The total combined budgeted estimates for 2015-16 from non-tax revenue and non-debt capital receipts were Rs 3.02 lakh crore. If one leaves aside interest receipts and recoveries of loans and advances, the major items were dividends from PSUs at Rs 36,174.14 crore, dividends from RBI and state-owned financial institutions at Rs 64,477 crore and a total disinvestment target of Rs 69,500 crore.
The finance ministry has asked all profit-making PSUs to pay a minimum dividend of 30 per cent of their post-tax profit for the year, compared with past instances where only the upstream oil and gas PSUs were asked to pay 30 per cent dividend while a minimum 20 per cent dividend was sought from other PSUs.
Meanwhile, RBI had paid the Centre a dividend of Rs 66,000 crore in August, the highest ever, and already past the total target of dividends from the central bank and financial institutions. The dividends from PSU banks could be hit as they have slumped to losses or lower profits in the latest quarter due to increasing pressure from bad loans. But the overall target has already been achieved.

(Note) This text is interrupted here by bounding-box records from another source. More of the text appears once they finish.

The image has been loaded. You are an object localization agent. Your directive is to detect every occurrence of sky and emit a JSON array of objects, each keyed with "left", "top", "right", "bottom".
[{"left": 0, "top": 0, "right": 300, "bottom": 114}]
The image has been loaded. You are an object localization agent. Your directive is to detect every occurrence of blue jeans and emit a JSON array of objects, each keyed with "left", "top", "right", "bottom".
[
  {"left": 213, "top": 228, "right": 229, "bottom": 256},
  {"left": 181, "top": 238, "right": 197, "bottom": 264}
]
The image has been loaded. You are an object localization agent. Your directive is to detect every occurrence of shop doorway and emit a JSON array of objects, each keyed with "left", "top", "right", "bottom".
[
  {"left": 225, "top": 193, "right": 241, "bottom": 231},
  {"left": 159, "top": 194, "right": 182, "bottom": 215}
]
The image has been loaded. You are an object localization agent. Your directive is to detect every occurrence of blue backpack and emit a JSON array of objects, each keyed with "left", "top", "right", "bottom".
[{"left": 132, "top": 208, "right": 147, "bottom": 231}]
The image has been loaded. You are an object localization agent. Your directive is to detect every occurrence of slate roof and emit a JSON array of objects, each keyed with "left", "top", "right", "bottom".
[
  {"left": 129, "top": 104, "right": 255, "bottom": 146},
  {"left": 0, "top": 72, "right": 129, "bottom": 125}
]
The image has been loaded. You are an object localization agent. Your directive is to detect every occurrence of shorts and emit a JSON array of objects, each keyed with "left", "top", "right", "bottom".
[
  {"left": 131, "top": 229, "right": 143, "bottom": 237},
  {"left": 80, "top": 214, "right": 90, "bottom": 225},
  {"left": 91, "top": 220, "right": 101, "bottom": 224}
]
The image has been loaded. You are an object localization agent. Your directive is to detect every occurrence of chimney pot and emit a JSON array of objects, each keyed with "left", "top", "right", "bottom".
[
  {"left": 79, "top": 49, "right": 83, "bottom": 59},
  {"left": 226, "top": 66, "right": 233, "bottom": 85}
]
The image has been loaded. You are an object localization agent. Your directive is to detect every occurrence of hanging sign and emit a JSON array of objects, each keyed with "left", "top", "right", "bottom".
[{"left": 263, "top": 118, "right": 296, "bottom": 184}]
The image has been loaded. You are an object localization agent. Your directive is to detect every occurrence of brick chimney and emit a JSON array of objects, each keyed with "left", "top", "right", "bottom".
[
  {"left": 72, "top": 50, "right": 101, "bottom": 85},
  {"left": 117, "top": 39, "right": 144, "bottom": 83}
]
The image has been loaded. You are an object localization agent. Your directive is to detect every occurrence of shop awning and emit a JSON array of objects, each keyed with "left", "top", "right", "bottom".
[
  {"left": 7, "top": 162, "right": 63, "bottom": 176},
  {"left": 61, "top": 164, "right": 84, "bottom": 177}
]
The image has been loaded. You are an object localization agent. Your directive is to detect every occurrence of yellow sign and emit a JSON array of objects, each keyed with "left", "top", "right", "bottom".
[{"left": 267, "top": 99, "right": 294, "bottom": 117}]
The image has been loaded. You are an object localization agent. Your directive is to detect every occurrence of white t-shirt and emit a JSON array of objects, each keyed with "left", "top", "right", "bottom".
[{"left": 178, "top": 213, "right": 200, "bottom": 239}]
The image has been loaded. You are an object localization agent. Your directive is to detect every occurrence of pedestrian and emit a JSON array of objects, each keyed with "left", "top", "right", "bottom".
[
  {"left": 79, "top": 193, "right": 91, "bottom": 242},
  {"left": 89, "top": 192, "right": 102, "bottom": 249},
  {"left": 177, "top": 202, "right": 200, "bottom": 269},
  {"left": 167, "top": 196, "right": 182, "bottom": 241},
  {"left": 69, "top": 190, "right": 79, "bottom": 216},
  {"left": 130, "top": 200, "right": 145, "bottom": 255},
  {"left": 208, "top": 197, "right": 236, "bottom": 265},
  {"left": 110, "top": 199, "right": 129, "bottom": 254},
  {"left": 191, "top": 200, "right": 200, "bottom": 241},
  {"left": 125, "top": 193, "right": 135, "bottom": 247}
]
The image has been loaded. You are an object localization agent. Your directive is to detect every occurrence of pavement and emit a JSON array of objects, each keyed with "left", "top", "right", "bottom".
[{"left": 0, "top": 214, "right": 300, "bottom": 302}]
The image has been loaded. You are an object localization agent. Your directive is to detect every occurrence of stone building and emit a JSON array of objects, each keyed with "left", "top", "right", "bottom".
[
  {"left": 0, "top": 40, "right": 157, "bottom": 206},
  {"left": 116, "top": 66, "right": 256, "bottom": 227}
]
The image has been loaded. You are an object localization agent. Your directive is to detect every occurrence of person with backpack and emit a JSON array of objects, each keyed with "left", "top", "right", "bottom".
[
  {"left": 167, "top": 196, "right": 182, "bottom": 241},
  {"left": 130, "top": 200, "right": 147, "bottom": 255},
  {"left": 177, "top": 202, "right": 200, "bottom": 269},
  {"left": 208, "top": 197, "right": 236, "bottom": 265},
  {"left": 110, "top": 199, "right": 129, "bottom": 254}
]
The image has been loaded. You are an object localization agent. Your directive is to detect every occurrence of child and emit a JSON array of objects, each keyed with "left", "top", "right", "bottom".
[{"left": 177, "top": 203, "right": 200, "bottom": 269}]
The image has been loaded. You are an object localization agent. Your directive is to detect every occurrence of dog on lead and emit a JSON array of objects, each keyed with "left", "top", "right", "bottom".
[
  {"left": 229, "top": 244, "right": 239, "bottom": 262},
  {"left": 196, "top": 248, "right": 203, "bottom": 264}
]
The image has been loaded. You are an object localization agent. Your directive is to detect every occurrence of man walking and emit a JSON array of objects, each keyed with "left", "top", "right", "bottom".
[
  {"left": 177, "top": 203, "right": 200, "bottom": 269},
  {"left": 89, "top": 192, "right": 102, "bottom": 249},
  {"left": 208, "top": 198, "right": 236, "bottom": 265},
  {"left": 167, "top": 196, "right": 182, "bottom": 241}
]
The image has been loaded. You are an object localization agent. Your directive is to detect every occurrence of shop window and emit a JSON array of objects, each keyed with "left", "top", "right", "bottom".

For 2016-17, one can expect more of the same. Cash-rich PSUs like Coal India, ONGC, Oil India, SAIL, NTPC and others will be told by the government to pay dividends much higher than this year's target if they are not investing in infrastructure. It is clear that the government will dig into the PSU cash pile of over Rs 2 lakh crore in more ways than one, including through buybacks. More on that later. Banks will continue to struggle with high NPAs but financial sector behemoths like Life Insurance Corporation and the State Bank of India will be expected to pay higher dividends than what they end up paying this year. The same goes for the RBI.
On the disinvestment front, out of the total budgeted estimates, Rs 41,000 crore was expected from 5-15 per cent stake sales in profitable listed PSUs and Rs 28,500 crore from strategic stake sales in sick companies. However, the volatile market conditions have put a wet blanket on the prospect of actual figures coming anywhere close to those numbers.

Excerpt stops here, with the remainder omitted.